Pour cela nous pouvons nous appuyer sur l'imagination et l'énergie des acteurs culturels, nous en avons, nous le montrons quotidiennement. Nous avons aussi une capacité de mobilisation certaine. Nous pouvons aussi nous appuyer sur des grands textes qui structurent la vie internationale, de la déclaration des droits de l'homme à la Déclaration universelle sur la diversité culturelle. Il y a nécessité à travailler ensemble : citoyens chargés des politiques publiques et citoyens porteurs de l'activité artistique et culturelle. La reconnaissance par les Cités et Gouvernements Locaux Unis de la culture comme 4ème pilier du développement durable dans l’Agenda 21 doit nous inciter à l'audace!

J’ai personnellement la certitude que la vie culturelle future articulera innovations sociales et innovations technologiques, recherches artistiques et recherches scientifiques. 

Gageons que les développement futurs pourront aussi se construire hors des dogmes économiques de l’offre et de la demande, selon un horizons citoyen comme la contribution ou selon un horizon humain comme la dignité.

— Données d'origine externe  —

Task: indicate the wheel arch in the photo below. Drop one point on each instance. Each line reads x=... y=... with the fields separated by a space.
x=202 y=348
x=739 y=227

Je suis aussi convaincu de la nécessité de réinventer les actions entre socio-culture, éducation et art comme la colonne vertébrale d’une construction citoyenne à l’échelle de l’agglomération.

L’innovation à Grenoble ce n’est pas qu’une question de marketing territorial. Des inventions sociales, technologiques et culturelles ont fait cette agglomération. Elles la feront demain.

Grenoble a une chance : en plus d’être un territoire où se fabriquent les outils de l’économie de l’attention, c’est aussi le territoire d’une recherche politique. Le champ culturel et artistique peut être le lieu de la mise en résonance de ces deux formes d’invention du quotidien.

 

10 septembre 2014 - la Source à Fontaine (38).